HR: hazard ratio; NLR: neutrophil-to-lymphocyte ratio.

This may be explained by the greater likelihood of achieving a Lille response if NLR <5, but only achieving a reduction in AKI and  infection if NLR ≤8.

B) A MODIFIED GLASGOW ALCOHOLIC HEPATITIS SCORE INCORPORATING THE NEUTROPHIL-TO-LYMPHOCYTE RATIO IS SUPERIOR TO OTHER BASELINE SCORES OF PROGNOSIS IN ALCOHOLIC HEPATITIS

In the same cohort of patients, there was a strong correlation between the total white blood cell count (WCC) and NLR: r=0.564; 95% CI: 0.52–0.60; p<0.0001. In view of this, the NLR was incorporated into the Glasgow Alcoholic Hepatitis Score (GAHS)3 with an NLR threshold of 5 replacing the total WCC threshold of 15, creating a modified GAHS (mGAHS). The areas under the curve for mGAHS for 28-day and 90-day outcomes were 0.783 (95% CI: 0.752–0.812) and 0.739 (95% CI: 0.706–0.770), respectively. For 28-day outcome, the mGAHS area under the curve was superior to that of the Maddrey’s discriminant function (0.684: p<0.0001; 95% CI: 0.05–0.14), the original GAHS (0.763: p=0.027; 95% CI: 0.002–0.040), and the model for end-stage liver disease (0.739: p=0.0014; 95% CI: 0.009–0.080).

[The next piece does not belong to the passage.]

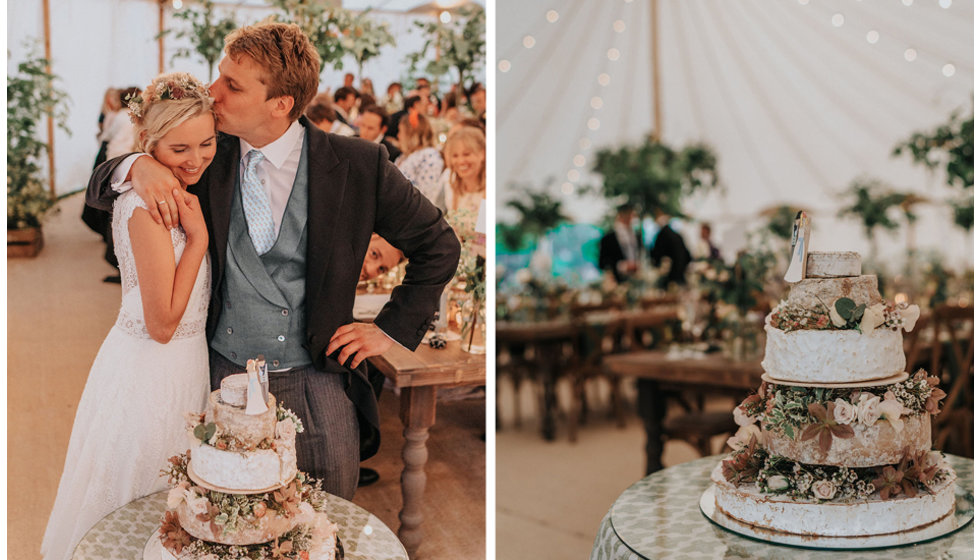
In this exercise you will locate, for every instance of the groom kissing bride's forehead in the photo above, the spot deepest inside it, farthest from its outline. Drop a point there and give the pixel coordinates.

C) VALIDATION OF THE PRE-TREATMENT NEUTROPHIL-TO-LYMPHOCYTE RATIO TO PREDICT RESPONSE TO CORTICOSTEROIDS IN SEVERE ALCOHOLIC HEPATITIS

The observations from the previous abstract were then tested in an independent validation group of 237 patients. Again, no improvement in outcome with corticosteroids was seen at either 28 days or 90 days for NLR <5 (28-day mortality 10.0% versus 5.1%; p=0.416; 90-day mortality 16.3% versus 18.4% p=0.843) or NLR >8 (28-day mortality 23.5% versus 28.0%; p=0.469; 90-day mortality 39.2% versus 48.0%; p=0.362). In total, 28-day mortality for NLR 5–8 was reduced by corticosteroid treatment (2.7% versus 28.6%; p=0.0023) with a trend to reduced mortality at Day 90: 21.6% versus 37.4%; p=0.097. Those with a mGAHS ≥9 and NLR 5–8 had a significant reduction in 90-day mortality with prednisolone treatment: 23.3% versus 46.4%; p=0.036; hazard ratio: 0.268; 95% CI: 0.10–0.71.

CONCLUSIONS

These abstracts indicate the association of NLR with risk of infection and AKI in alcoholic hepatitis, as well as the chance of a Lille response to  alcoholic hepatitis. Incorporation of the NLR in place of WCC improves prognostic accuracy. These results reaffirm and externally validate the observation that corticosteroid treatment for those with NLR <5 or >8 is ineffective but improves outcomes for those with NLR 5–8 beyond 28 days.

References
Thursz MR et al. Prednisolone or pentoxifylline for alcoholic hepatitis. N Engl J Med. 2015;372:1619-28. Forrest E et al. Baseline neutrophil to lymphocyte ratio can identify favourable corticosteroid response in alcoholic hepatitis. J Hepatol. 2017;66(1):S99. Forrest EH et al. Analysis of factors related to mortality in alcoholic hepatitis and the derivation and validation of the Glasgow Alcoholic Hepatitis Score. Gut. 2005;54(8):1174-9.